Algerien – noch ein Pulverfass am Rande der Explosion
28/01/2011
Von: Carlos Munis 20.1.2011
Während die Proteste Tunesien erschütterten, wurden die wichtigsten Städte des Nachbars Algerien im Januar auch angesteckt. Die Gründe für den Aufstand der Jugend sind dieselben die im Angrenzerstaat zum Sturz Ben Alis führten: Ungerechtigkeit und die Perspektivlosigkeit der Jugend, die zu Arbeitslosigkeit und Elend verdammt ist.
Der Tropfen, der das Fass zum Ìberlaufen brachte, waren die Preissteigerung von Grundnahrungsmitteln. Der Preis für Mehl und Öl wurde in den letzten Monaten verdoppelt und ein Kilo Zucker, dass bis vor kurzem noch umgerechnet etwa 0,70 Euro kostete, liegt nun bei 1,50 Euro. Der Mindestlohn von etwa 150 Euro (wenn ein Familienmitglied zumindest das Glück hat ihn zu beziehen), deckt nur ein Viertel der Lebenshaltungskosten eines Haushaltes ab.
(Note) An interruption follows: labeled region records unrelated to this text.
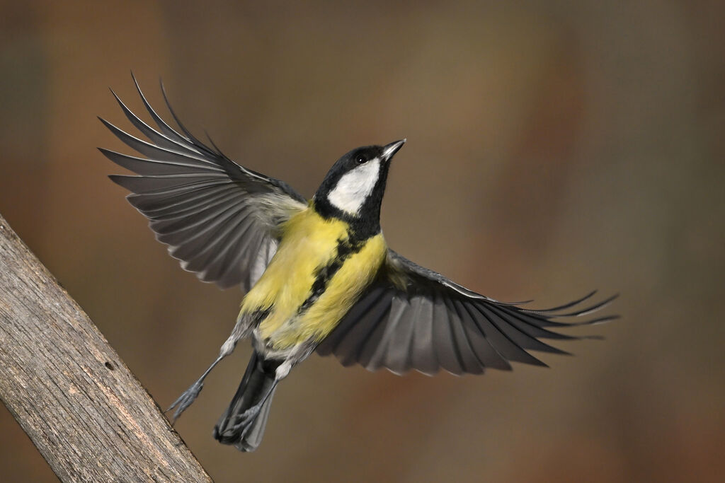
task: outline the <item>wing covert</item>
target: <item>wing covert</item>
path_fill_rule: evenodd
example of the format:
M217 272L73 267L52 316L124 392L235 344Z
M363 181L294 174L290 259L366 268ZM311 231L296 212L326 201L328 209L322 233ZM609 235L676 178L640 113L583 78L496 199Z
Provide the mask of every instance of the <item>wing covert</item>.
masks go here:
M589 306L595 292L558 307L530 310L476 293L392 250L378 277L318 347L344 365L396 374L415 369L432 374L510 370L510 361L545 366L529 350L567 353L540 339L581 339L550 330L604 322L618 316L567 323L598 310L616 295ZM565 312L568 309L573 309Z
M306 208L304 198L283 182L235 163L213 142L210 147L195 138L177 117L162 85L183 134L179 133L152 108L135 77L133 82L157 128L113 93L126 118L148 140L101 119L145 156L99 148L107 158L136 174L109 177L131 192L126 199L149 219L157 239L168 245L184 269L223 288L241 285L248 290L276 251L279 224Z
Als dann auch noch Informationen über die mögliche Vernichtung vom Armenviertel Bab El Oued an der Peripherie der Hauptstadt im Umlauf kamen, strömte die Jugend auf die Straßen und lieferte sich Auseinandersetzungen mit der Polizei.
Die Preissteigerungen erschienen noch dreister als sich die FLN-Regierung unter Bouteflika, die die politische Arena seit der Unabhängigkeit durch autoritäre Methoden bestimmt, dank der hohen Erd- und Rohölpreise mit wichtigen Devisenrücklagen schmückte. Die Wirtschaftsdaten der Regierung haben wenig Einfluss auf die 60% Arbeitslosigkeit, denen sich die algerische Jugend ausgesetzt sieht, die oft davon träumt in die Fußstapfen der „Haragas“ zu treten, der Migranten nach Europa die oft auf kleinen Holzboten inmitten des Mittelmeers zwischen den Maghrebküsten und der Festung Europa versterben.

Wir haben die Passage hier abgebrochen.